OK, assuming that you're willing to accept the grammar I've shown here, we now have syntax rules for both arithmetic and Boolean algebra. The sticky part comes in when we have to combine the two. Why do we have to do that? Well, the whole subject came up because of the need to process the “predicates” (conditions) associated with control statements such as the IF. The predicate is required to have a Boolean value; that is, it must evaluate to either TRUE or FALSE. The branch is then taken or not taken, depending on that value. What we expect to see going on in procedure Condition, then, is the evaluation of a Boolean expression.
But there's more to it than that. A pure Boolean expression can indeed be the predicate of a control statement … things like
IF a AND NOT b THEN …
But more often, we see Boolean algebra show up in such things as
IF (x >= 0) and (x <= 100) THEN …
Here, the two terms in parens are Boolean expressions, but the individual terms being compared: x, 0, and 100, are numeric in nature. The relational operators >= and <= are the catalysts by which the Boolean and the arithmetic ingredients get merged together.
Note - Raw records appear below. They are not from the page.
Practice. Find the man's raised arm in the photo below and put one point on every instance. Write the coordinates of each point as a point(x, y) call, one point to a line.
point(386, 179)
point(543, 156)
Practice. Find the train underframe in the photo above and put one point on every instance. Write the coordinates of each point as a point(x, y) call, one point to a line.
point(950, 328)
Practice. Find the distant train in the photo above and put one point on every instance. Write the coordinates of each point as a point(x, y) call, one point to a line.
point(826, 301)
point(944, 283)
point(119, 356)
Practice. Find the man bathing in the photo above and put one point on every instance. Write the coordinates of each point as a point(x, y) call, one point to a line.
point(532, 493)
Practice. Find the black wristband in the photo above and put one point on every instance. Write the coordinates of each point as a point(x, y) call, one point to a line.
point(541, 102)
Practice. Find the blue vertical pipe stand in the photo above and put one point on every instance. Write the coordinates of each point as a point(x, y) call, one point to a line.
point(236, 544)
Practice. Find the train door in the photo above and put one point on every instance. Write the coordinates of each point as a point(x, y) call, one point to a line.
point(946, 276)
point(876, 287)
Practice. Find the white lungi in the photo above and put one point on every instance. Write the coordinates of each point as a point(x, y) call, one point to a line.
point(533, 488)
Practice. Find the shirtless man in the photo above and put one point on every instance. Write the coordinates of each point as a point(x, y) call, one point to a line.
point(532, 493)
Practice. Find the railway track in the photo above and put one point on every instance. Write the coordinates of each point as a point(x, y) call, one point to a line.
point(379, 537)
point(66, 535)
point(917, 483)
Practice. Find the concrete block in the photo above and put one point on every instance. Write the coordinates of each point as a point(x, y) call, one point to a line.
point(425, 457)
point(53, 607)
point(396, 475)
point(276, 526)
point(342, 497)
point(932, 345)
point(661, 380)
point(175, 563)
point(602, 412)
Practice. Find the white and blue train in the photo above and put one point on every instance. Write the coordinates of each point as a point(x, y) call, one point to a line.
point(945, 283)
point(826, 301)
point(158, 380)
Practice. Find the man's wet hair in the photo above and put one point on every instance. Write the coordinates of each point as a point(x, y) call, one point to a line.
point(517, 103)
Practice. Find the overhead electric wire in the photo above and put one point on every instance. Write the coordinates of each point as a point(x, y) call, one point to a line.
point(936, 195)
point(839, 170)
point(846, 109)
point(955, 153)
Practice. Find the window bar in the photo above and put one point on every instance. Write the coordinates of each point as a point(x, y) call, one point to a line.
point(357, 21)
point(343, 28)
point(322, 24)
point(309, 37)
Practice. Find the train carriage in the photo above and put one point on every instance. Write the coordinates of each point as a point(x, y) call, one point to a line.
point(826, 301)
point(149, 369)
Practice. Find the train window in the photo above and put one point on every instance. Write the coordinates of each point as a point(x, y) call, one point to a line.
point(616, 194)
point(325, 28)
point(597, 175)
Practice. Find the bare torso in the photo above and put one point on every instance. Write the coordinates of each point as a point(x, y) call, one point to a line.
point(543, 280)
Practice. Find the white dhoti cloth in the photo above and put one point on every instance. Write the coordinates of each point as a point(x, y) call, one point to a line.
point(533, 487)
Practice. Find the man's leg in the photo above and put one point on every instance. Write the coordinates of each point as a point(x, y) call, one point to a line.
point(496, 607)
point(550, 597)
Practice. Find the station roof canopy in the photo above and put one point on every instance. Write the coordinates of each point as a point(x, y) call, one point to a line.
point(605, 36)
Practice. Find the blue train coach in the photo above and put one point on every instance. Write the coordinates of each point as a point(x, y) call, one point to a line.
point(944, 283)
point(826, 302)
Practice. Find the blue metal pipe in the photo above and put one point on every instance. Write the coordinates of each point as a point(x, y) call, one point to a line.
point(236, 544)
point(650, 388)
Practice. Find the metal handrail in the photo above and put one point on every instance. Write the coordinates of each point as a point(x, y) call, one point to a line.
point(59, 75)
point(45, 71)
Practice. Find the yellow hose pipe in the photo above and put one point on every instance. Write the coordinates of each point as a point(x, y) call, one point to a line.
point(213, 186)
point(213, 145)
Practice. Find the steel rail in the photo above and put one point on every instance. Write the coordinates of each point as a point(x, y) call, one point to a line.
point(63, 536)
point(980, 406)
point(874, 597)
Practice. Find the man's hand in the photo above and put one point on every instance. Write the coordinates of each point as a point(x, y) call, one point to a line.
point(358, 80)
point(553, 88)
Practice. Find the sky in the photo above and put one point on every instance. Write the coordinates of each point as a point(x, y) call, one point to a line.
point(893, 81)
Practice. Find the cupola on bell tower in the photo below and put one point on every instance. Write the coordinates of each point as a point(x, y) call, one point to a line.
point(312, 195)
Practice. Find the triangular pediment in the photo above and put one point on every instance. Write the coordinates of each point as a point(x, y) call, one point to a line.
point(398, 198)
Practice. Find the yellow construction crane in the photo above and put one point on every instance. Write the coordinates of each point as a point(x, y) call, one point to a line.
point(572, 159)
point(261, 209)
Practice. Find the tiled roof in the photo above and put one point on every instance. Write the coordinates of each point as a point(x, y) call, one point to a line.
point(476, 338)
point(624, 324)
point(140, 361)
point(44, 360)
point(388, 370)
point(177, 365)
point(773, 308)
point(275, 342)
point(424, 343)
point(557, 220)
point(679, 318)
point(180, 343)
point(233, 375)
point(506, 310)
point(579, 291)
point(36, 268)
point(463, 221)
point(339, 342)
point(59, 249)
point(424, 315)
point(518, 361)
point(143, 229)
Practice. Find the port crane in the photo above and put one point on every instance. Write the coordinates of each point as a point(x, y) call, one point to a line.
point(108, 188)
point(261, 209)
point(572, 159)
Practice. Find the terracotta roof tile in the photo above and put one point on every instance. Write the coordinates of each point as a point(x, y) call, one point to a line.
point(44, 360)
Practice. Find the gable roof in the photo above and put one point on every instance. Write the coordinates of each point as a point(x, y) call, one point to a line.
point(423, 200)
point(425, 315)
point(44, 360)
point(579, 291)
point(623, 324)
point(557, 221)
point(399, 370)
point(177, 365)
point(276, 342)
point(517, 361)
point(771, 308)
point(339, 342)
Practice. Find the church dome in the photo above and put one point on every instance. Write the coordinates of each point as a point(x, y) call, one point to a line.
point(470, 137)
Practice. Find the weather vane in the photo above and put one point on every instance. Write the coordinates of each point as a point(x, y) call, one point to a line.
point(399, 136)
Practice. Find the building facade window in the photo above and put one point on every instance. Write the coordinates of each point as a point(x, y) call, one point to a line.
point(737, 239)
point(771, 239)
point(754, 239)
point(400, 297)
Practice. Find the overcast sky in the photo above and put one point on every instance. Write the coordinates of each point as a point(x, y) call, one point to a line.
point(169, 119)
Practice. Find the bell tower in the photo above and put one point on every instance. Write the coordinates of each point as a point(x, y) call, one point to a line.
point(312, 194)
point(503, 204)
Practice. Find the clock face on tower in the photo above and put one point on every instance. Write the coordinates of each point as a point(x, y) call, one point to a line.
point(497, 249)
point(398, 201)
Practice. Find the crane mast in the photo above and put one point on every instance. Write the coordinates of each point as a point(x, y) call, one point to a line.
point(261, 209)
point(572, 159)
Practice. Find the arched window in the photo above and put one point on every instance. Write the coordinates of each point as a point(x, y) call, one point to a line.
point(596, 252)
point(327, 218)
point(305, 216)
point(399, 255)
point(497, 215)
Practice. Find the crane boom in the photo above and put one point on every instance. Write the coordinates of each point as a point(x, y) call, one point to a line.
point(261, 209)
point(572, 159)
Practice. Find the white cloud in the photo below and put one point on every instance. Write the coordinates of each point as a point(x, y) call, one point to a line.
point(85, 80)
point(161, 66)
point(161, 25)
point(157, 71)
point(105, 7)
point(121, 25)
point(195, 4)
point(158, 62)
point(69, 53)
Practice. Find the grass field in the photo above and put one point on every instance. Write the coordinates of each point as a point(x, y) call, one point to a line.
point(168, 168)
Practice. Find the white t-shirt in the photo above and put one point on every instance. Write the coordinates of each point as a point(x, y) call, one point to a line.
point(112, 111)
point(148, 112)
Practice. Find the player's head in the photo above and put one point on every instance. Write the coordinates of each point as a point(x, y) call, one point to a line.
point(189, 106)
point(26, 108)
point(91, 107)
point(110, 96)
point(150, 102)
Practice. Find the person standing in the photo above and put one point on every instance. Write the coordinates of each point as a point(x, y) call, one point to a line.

Now, in the example above, the terms being compared are just that: terms. However, in general each side can be a math expression. So we can define a relation to be:
<relation> ::= <expression> <relop> <expression> |
where the expressions we're talking about here are the old numeric type, and the relops are any of the usual symbols
=, <> ( or !=), <, >, <=, and >=
If you think about it a bit, you'll agree that, since this kind of predicate has a single Boolean value, TRUE or FALSE, as its result, it is really just another kind of factor. So we can expand the definition of a Boolean factor above to read:
<b-factor> ::= <b-literal> | <b-variable> | (<b-expression>) | <relation> |
That's the connection! The relops and the relation they define serve to wed the two kinds of algebra. It is worth noting that this implies a hierarchy where the arithmetic expression has a higher precedence that a Boolean factor, and therefore than all the Boolean operators. If you write out the precedence levels for all the operators, you arrive at the following list:
Level | Syntax Element | Operator |
---|---|---|
0 | factor | literal, variable |
1 | signed factor | unary minus |
2 | term | *, / |
3 | expression | +, - |
4 | b-factor | literal, variable, relop |
5 | not-factor | NOT |
6 | b-term | AND |
7 | b-expression | OR, XOR |
If we're willing to accept that many precedence levels, this grammar seems reasonable. Unfortunately, it won't work! The grammar may be great in theory, but it's no good at all in the practice of a top-down parser. To see the problem, consider the code fragment:
IF ((((((A + B + C) < 0 ) AND …. |
When the parser is parsing this code, it knows after it sees the IF token that a Boolean expression is supposed to be next. So it can set up to begin evaluating such an expression. But the first expression in the example is an arithmetic expression, A + B + C. What's worse, at the point that the parser has read this much of the input line:
IF ((((((A |
it still has no way of knowing which kind of expression it's dealing with. That won't do, because we must have different recognizers for the two cases. The situation can be handled without changing any of our definitions, but only if we're willing to accept an arbitrary amount of backtracking to work our way out of bad guesses. No compiler writer in his right mind would agree to that.
What's going on here is that the beauty and elegance of BNF grammar has met face to face with the realities of compiler technology.
To deal with this situation, compiler writers have had to make compromises so that a single parser can handle the grammar without backtracking.